その時の醍醐天皇の出された[題」は「秋思」・・・。

居並ぶ重臣が日がな一日、詩を作り、それを発表して一日を送る優雅な貴族文化だった・・。

そこで作った道真の[秋思」の詩に醍醐天皇は痛く感動し、

ご自身の召されていた衣を脱いで道真に褒美として下されたという。

    秋思 菅原道真

  丞相年を度って幾度か楽思す 今宵物に触れて自然に悲し 

  声は寒し絡緯風吹くの処 葉は落つ梧桐雨打つの時 

  君春秋に富み臣漸く老ゆ 恩に涯無く報猶お遅し知らず  

  此の意何かに安慰せん 酒を飲み琴を聴き又詩を詠ず


詩の心・・・自分は多年のわたり、天皇の御恩を授かり、

お蔭でもって、幸運な生活を送ることができた。

今宵は、秋の風に触れ、感傷的になり、悲しくなってきました。

虫の声は寒々としており、吹き渡る風の中に、桐の葉に雨が落ちる音が聞こえ、

それが益々、孤独感を強めていきます。

天皇はは、まだ若く、これからの未来に楽しみもいっぱいあろうかと思いますが、

臣である私共は、既に老境を越えるところにあります。

それゆえ、陛下へのご恩に対して報いるには、時間がないことを悲しみます。

このようなどうしようもない状況で、自分の心を慰める術が見当たりません。

せいぜい、酒を飲み、琴を聴き、詩を詠じて、気を紛らわすしかない状況です。

私が十分にご奉公できないことをお許しください・・と道真の素直な心境を詩に託したもの。

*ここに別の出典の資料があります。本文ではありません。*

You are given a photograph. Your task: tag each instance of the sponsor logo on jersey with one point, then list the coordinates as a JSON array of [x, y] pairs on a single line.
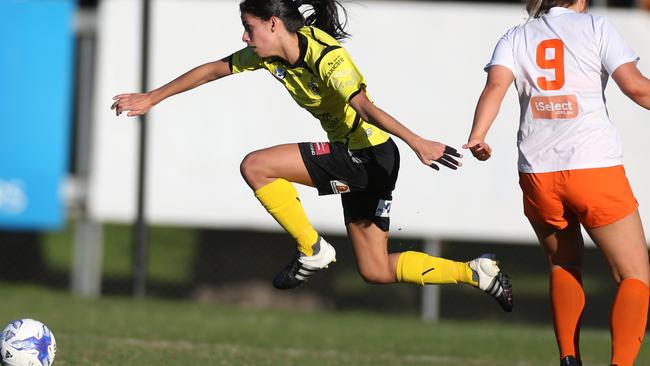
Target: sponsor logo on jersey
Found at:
[[280, 73], [383, 208], [554, 107], [319, 148], [339, 187], [313, 87], [333, 65]]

今の社会と変わらないような、同僚のねたみ、嫉みから、道真は天皇に左遷され

九州大宰府に流され、門を一歩も出ることなく蟄居の暮らしの中、

失意のうちに2年後になくなるのですが、その後の都で道真を陥れた左大臣藤原時平親子、

天皇一家が非業の死を遂げ、清涼殿に雷が落ちたり、都には疫病が流行り・・・

道真の祟りと怖れられ、道真の霊を慰めるために天満宮がもうけられ、

代々の学問所の出身である道真を学問の神様として祀り、

全国に天満宮が出来たという。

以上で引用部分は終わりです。